D.C. Circuit Court Upholds Constitutionality of CFPB’s Single-Director Structure

The D.C. Circuit Court of Appeals has determined that the Consumer Financial Protection Bureau’s current single-director structure is constitutional.  In a reversal of an earlier ruling, the decision preserves the current structure of the agency, protecting the CFPB director from removal by the President without cause.


PHH Mortgage Corp., a lending company that was fined by the CFPB in 2015 brought the challenge to the constitutionality of the CFPB’s management structure.  In its October 2016 decision in favor of PHH, the three-judge D.C. Circuit panel ruled that a sole director serving a five-year term would make it insufficiently accountable to the President.
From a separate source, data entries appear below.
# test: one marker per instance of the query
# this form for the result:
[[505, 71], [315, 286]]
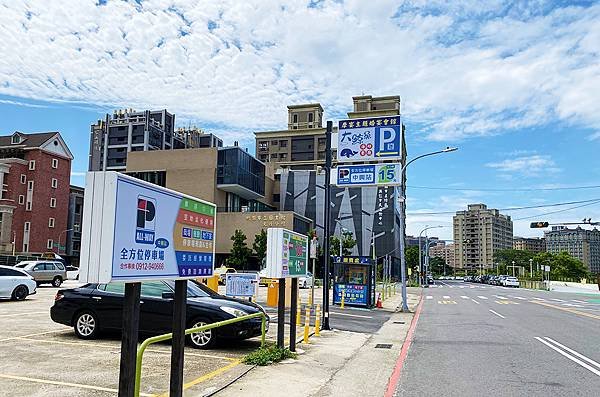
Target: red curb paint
[[395, 377]]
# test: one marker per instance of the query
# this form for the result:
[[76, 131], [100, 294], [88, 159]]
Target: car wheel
[[20, 293], [204, 339], [86, 325]]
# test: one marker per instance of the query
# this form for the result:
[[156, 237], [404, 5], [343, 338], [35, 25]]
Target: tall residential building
[[582, 244], [531, 244], [128, 131], [72, 246], [35, 174], [444, 251], [478, 233]]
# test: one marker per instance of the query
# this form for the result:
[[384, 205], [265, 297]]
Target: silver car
[[45, 271]]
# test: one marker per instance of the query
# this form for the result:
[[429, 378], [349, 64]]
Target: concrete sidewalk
[[337, 363]]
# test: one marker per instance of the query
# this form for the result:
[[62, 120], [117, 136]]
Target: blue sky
[[514, 84]]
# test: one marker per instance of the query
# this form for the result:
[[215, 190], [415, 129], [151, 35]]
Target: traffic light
[[538, 225]]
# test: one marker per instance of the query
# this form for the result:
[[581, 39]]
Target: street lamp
[[401, 201], [427, 227]]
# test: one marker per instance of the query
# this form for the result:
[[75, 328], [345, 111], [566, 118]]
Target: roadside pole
[[129, 339], [326, 225], [281, 314], [178, 344]]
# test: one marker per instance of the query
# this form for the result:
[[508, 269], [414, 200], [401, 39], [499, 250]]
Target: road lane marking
[[566, 309], [570, 357]]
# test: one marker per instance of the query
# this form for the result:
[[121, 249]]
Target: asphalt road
[[476, 340]]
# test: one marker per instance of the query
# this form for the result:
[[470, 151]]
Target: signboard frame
[[366, 139], [99, 232], [278, 254]]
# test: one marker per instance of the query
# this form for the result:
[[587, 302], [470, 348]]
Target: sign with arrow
[[376, 138]]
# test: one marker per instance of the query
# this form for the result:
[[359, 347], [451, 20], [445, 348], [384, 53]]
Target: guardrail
[[164, 337]]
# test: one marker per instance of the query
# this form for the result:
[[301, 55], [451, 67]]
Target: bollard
[[307, 324], [299, 313], [318, 321]]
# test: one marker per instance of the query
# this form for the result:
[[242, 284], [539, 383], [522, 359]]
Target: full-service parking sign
[[377, 138]]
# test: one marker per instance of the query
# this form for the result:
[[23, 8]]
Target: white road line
[[584, 365]]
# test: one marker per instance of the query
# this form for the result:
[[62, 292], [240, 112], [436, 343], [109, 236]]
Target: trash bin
[[273, 293]]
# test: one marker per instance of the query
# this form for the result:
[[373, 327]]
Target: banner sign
[[287, 254], [367, 175], [377, 138], [135, 230], [241, 284]]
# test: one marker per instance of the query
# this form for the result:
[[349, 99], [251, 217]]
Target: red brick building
[[35, 174]]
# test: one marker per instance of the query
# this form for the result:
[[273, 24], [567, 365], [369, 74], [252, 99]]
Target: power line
[[514, 208], [505, 190]]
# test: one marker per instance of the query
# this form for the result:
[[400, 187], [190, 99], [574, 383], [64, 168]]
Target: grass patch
[[268, 355]]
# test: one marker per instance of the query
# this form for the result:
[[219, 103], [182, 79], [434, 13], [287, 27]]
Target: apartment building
[[126, 131], [35, 173], [478, 233], [583, 244], [531, 244]]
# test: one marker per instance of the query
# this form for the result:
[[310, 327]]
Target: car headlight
[[234, 312]]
But the decision of the full, en banc D.C. Circuit Court on January 31, 2018 upheld the constitutionality of the agency’s design.  In the Court’s opinion, The Honorable Nina Pillard wrote that the President does not enjoy “illimitable power of removal” over such agencies as the CFPB.  The Court affirmed Congress’s original vision for the agency, concluding that, “civil regulation of consumer financial protection should be kept one step removed from political winds and political will.”


Opponents of the CFPB have persistently targeted its centralized structure.  A bipartisan bill introduced in Congress in March proposed that the Bureau’s single director be replaced by a presidentially appointed five-member commission, a measure arguably designed to dilute the agency’s efficacy.  Attacks on the CFPB are likely to continue, even as the legitimacy of its Trump-appointed director, Mick Mulvaney, remains in question.